Based on a true story, the film demands that you recognize that while Austin would be exhausting, he is also an absolute joy. Laval is adorable. His indominable spirit fuels the film and when Gunn’s focus changes to another family member, Laval’s presence is missed.

What the film gets right is the heartbreaking difficulty of parenting, rarely giving into unidimensional characterizations and allowing for weakness and weariness as well as joy.

Levi’s a natural charmer and Meghann Fahy impresses, carving an honest character of the underwritten loving wife role. Likewise, young Gavin Warren makes the most of his limited screentime.

Levi is considerably less convincing when it comes to the more emotionally difficult scenes. This weakness is paired with a weird imaginary friend situation. Though Drew Powell (the friend) brings welcome levity and opportunity for insight—and, per post-film snapshots of the real family, this was an actual part of their lives—he’s used as a narrative convenience and feels like unnecessary nonsense.

Gunn’s script, co-written with Scott LeRette and Susy Flory, lacks focus and it’s never clear whose story we’re trying to tie up.
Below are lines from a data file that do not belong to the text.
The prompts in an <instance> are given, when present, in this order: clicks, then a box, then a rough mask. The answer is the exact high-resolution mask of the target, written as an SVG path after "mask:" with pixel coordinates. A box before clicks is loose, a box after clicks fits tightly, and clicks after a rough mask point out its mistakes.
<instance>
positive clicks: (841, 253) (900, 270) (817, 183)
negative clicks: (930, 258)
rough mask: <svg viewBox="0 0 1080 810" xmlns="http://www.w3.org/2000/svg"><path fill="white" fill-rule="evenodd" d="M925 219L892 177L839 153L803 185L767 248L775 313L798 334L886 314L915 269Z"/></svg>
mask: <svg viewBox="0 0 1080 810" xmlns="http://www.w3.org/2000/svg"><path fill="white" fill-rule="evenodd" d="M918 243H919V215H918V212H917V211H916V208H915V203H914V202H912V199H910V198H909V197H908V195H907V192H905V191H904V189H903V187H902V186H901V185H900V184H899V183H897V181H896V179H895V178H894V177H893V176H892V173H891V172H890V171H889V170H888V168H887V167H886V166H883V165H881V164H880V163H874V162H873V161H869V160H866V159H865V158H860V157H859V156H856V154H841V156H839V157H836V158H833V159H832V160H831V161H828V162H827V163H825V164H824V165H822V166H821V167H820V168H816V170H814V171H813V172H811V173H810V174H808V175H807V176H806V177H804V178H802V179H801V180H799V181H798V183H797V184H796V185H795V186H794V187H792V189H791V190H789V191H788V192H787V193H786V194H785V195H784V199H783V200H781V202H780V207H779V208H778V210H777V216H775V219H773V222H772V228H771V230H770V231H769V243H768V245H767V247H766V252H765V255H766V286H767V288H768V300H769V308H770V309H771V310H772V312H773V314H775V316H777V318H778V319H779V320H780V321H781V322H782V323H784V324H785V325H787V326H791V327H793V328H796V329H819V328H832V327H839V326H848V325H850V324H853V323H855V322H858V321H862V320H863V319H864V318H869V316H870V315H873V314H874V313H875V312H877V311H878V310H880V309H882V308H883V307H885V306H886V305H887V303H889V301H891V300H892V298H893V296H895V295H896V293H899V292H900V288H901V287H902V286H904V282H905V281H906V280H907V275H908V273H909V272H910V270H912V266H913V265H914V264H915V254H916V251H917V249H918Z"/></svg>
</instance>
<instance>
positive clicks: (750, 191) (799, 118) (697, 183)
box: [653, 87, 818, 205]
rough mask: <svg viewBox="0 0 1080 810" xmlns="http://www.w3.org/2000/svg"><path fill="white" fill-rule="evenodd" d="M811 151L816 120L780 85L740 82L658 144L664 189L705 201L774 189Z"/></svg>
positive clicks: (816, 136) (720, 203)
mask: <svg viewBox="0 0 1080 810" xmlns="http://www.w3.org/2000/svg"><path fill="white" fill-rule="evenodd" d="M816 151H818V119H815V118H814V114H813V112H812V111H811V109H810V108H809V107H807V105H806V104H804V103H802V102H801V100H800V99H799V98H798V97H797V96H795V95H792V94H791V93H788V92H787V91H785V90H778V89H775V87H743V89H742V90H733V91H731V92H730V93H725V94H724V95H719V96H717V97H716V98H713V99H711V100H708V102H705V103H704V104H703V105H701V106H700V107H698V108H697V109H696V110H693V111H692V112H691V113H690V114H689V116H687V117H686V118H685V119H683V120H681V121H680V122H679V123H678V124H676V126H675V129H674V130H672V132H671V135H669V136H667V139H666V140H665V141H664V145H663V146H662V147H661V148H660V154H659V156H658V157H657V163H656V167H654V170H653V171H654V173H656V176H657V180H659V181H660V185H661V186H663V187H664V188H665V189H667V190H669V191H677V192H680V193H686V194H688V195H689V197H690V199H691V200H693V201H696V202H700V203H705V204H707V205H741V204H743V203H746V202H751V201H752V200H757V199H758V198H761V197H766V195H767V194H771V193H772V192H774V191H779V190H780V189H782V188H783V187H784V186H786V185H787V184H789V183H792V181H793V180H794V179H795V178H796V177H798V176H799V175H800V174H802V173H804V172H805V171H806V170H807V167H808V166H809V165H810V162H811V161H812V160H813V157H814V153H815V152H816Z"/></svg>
Needless, often cloying voiceovers from multiple characters compound the problem, without completely sinking the film.

The Unbreakable Boy is more evenhanded than most of Gunn’s movies, although subtle it’s not. It’s tidy and predictable and suffers under the weight of sentimentality. But it’s undeniably sweet, and if an inspirational film appeals to you, you could do worse than to let Jacob Laval charm you for 90 minutes.